Hulusi Akar 'kontrollü darbe'yi itiraf mı etti?
Genelkurmay Başkanı Hulusi Akar'ın Darbeyi Araştırma Komisyonu'na verdiği yanıtlar ortaya çıktı. Akar'ın yanıtlarının satır aralarında kamuoyundaki 'kontrollü darbe' şüphesine dair 'itiraf' denilebilecek ifadeler yer aldı...Hulusi Akar 'kontrollü darbe'yi itiraf mı etti?
Genelkurmay Başkanı Hulusi Akar'ın Darbeyi Araştırma Komisyonu'na verdiği yanıtlar ortaya çıktı. Akar'ın yanıtlarının satır aralarında kamuoyundaki 'kontrollü darbe' şüphesine dair 'itiraf' denilebilecek ifadeler yer aldı...
Akar, kendisine yöneltilen 'MİT'ten gelen istihbarat sonucunda hangi tedbirleri aldınız?' sorusuna verdiği yanıtta alınan tedbirleri sıraladı. Akar soruya verdiği cevapta 'Alınan tedbirlerle, darbe öne çekildi, akamete uğratıldı' dedi.
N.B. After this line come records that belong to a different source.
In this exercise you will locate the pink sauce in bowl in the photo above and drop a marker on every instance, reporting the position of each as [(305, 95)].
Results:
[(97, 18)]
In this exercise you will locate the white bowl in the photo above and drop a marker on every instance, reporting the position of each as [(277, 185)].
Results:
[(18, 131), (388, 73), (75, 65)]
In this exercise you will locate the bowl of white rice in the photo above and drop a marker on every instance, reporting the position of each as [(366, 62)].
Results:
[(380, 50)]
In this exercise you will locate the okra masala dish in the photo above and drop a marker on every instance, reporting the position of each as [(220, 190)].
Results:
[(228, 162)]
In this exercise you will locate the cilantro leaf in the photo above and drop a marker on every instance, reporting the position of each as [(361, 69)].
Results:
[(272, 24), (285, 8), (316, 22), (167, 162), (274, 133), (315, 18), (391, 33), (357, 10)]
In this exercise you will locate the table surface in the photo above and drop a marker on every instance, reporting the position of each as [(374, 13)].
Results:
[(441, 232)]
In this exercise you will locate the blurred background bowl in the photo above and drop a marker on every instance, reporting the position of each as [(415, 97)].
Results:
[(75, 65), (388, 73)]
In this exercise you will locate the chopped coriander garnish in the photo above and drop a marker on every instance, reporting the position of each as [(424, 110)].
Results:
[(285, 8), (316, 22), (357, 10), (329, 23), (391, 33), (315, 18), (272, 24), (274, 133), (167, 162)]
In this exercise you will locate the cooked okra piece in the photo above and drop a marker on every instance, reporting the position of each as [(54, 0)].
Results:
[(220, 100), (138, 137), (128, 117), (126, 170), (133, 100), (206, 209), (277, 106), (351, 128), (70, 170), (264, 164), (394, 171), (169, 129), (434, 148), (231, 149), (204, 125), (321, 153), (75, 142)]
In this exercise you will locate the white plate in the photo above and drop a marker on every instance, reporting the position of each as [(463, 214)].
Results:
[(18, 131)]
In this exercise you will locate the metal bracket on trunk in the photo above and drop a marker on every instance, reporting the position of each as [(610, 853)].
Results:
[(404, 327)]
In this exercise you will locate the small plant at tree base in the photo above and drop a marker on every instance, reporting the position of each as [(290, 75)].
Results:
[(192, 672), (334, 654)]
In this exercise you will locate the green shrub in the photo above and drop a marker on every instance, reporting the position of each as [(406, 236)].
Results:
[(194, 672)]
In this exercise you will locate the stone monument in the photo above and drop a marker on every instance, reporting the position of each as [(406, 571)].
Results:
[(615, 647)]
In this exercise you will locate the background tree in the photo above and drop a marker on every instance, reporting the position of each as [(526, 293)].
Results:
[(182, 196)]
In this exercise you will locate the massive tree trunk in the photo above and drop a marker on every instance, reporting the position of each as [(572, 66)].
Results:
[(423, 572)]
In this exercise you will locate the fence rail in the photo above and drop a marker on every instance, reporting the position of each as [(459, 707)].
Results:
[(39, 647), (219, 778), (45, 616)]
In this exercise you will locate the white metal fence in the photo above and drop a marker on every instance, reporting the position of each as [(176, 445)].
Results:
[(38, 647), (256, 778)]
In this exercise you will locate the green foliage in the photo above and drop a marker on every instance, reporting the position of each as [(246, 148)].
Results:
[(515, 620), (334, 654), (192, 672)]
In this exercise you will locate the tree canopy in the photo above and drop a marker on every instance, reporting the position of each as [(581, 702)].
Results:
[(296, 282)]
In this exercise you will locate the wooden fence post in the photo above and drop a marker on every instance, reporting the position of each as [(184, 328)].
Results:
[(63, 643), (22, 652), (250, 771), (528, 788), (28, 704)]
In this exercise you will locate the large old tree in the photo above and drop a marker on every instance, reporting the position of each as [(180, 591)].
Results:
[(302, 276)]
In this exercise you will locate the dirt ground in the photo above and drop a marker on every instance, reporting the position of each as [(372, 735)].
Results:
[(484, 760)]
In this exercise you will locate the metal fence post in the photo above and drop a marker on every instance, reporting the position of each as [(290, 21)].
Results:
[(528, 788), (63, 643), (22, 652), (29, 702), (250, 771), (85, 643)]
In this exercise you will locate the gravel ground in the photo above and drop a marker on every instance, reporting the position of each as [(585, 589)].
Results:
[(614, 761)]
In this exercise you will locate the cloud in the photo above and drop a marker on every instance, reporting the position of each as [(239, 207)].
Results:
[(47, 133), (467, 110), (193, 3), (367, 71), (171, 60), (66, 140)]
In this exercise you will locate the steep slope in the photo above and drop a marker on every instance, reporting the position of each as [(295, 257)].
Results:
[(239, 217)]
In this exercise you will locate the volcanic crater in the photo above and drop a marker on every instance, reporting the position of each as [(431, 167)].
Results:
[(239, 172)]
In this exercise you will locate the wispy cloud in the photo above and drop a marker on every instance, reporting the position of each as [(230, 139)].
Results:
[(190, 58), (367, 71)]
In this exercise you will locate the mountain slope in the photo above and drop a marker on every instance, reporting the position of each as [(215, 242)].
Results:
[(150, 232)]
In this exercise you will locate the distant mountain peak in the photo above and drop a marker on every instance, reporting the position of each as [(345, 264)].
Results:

Akar'ın bu yanıtı kontrollü darbe itirafı olarak yorumlandı. CHP Genel Başkan Yardımcısı Erdal Aksünger Akar'ın bu ifadeleri için; "Zaten biz buna kontrollü darbe diyoruz..! Normal devlet aklı önce halkın can güvenliğini sağlar, sonra da darbecileri deport eder..." yorumunu yaptı.
Peki gerçekten Akar'ın ifadeleri 'kontrollü darbe'nin itirafı mıydı?
Sorunun cevabını öğrenmek için fikrini sorduğumu Emekli Albay Ali Türkşen Akar'ın ifadesindeki boşluklara dikkat çekerek "Madem bu kadar önlem, tedbir almış da niye engelleyememiş, niye ülke genelinde alarm verip tüm TSK personelini birliklere çağırmamış?" sorularını yöneltti.
Türkşen, "Akar kendi başına bunları söylemeyi akıl ettiyse yazık yani, yanındakiler bunu önerdiyse yine yazık" diyerek ordu yönetimini 'beceriksizlik'le suçladı.
Kontrollü darbe iddiasına katılmadığını vurgulayan Türkşen "Ancak atılan her adım bunların işine yarıyor. Güvenle, ağzı dolusu olur mu öyle şey yahu, diye soramıyoruz. İçinde bulunduğumuz durum içler acısı" yorumunu yapıyor.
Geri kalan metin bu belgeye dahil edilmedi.